I'm curious about what functionality can be gained from the Mini's USB port. The little info I have read states that it is only useful for the slide remote. 

It stems from a friend who was looking at getting the Roku 3 because of the headphone jack that is attached to the remote. I was wondering if any one here has tried to use a usb bluetooth headset with the mini.
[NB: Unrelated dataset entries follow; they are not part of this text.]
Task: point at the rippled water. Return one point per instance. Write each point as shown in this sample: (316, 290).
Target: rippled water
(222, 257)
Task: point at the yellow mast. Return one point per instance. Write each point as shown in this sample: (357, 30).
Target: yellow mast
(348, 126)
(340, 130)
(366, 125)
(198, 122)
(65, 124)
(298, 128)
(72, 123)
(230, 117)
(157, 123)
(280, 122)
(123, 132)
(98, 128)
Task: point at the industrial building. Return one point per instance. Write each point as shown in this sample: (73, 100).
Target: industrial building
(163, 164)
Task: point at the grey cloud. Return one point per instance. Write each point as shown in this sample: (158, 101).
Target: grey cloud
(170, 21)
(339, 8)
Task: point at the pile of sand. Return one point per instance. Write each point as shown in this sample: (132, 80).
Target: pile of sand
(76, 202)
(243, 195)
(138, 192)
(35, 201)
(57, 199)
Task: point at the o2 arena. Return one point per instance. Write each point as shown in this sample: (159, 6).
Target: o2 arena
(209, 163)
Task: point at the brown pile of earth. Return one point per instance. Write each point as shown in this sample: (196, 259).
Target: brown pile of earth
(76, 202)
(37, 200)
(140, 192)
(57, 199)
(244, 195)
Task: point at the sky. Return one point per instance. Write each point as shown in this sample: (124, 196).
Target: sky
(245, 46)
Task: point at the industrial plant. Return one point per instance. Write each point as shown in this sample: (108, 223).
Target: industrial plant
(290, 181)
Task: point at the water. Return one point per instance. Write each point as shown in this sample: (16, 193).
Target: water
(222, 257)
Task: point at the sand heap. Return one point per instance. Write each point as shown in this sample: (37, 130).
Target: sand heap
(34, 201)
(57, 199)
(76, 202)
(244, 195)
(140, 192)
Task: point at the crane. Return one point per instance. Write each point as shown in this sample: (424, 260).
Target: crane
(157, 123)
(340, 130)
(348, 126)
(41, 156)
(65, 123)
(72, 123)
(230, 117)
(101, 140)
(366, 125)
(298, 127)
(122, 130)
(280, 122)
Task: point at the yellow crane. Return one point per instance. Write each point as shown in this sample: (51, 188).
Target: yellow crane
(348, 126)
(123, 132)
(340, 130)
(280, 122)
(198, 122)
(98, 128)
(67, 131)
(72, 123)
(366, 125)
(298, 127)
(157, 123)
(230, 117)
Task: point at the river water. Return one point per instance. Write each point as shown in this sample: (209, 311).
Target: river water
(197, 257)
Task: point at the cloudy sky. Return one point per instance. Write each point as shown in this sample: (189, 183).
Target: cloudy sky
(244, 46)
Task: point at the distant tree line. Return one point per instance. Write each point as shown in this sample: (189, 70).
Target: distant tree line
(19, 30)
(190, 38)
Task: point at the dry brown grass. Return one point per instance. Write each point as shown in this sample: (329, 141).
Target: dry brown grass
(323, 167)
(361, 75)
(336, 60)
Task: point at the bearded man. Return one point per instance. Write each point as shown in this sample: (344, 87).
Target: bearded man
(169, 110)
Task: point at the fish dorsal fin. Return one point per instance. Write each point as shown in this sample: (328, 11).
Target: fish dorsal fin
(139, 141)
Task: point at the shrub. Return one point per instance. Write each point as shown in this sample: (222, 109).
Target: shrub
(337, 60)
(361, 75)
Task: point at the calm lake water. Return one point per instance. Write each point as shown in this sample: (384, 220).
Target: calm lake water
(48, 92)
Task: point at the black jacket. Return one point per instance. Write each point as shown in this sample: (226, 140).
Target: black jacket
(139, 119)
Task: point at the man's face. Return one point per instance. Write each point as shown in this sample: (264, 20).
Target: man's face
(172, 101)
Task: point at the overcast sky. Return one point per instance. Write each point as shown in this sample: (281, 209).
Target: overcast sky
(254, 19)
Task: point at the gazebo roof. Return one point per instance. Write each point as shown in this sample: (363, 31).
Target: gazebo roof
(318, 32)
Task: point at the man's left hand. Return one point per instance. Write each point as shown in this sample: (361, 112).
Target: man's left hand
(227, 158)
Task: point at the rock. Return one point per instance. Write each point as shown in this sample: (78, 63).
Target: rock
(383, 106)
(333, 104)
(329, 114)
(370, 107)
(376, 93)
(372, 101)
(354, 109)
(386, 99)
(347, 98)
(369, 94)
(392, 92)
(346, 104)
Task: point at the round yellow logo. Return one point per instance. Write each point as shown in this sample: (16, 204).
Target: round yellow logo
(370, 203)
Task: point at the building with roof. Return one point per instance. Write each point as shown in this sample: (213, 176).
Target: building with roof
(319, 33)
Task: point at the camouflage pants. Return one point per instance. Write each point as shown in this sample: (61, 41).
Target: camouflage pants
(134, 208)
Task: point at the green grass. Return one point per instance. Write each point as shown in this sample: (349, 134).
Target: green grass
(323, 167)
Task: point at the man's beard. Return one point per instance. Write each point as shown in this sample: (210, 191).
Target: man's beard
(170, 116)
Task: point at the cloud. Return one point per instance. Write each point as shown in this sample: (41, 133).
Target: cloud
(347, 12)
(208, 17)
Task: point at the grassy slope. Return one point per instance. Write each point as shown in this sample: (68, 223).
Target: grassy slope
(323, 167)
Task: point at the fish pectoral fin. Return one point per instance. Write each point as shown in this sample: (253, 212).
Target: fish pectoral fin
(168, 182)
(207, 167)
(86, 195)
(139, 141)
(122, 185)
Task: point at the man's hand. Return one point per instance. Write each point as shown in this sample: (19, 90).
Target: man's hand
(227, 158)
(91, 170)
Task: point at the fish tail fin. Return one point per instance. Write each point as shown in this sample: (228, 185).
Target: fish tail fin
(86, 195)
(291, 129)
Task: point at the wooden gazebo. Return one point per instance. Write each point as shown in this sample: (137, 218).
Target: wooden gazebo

The goal is for her to watch shows at night without waking her husband up.

I figured the port was strictly for playing media files off of but the one engadget review i saw mentioned the bluetooth remote.. so in theory i would suspect that another blue tooth device would work?


----------



## Dan203 (Apr 17, 2000)

AFAIK it only supports two things...

1) The slide remote
2) The USB IR receiver

Since they have to add specific drivers for USB devices it's highly unlikely it supports audio


----------



## Davisadm (Jan 19, 2008)

Dan203 said:


> AFAIK it only supports two things...
> 
> 1) The slide remote
> 2) The USB IR receiver
> ...


Try plugging in a USB keyboard.


----------



## aeternal (Jul 3, 2013)

that was my main concern.. driver compatibility. i doubt there is basic plug and play ability. im with the general consensus, give me netflix and dynamic tuner allocation and ill be sold. would be nice if they did offer headsets though perhaps even a side jack on the slide remote


----------



## Dan203 (Apr 17, 2000)

Davisadm said:


> Try plugging in a USB keyboard.


A keyboard works because it's HID and does not require a special driver. Plus they have hooks into the keyboard HID for the slide remote.


----------



## dbpaddler (Sep 25, 2004)

Sorry to revive an old thread, but I use the USB to power my chromecast audio. Have a small amp mounted behind the TV going to two in wall speakers and a wireless sub. Use the optical input for the TV and the analog input for the chromecast audio powered by the mini. Saves me an outlet I would use a charger for. Can't use the TV USB because it's only on when the TV is on. Just an option if anyone has USB powered devices by their TV.


----------



## Mikeguy (Jul 28, 2005)

dbpaddler said:


> Sorry to revive an old thread, but I use the USB to power my chromecast audio. Have a small amp mounted behind the TV going to two in wall speakers and a wireless sub. Use the optical input for the TV and the analog input for the chromecast audio powered by the mini. Saves me an outlet I would use a charger for. Can't use the TV USB because it's only on when the TV is on. Just an option if anyone has USB powered devices by their TV.


Clever! Thanks for the idea.


----------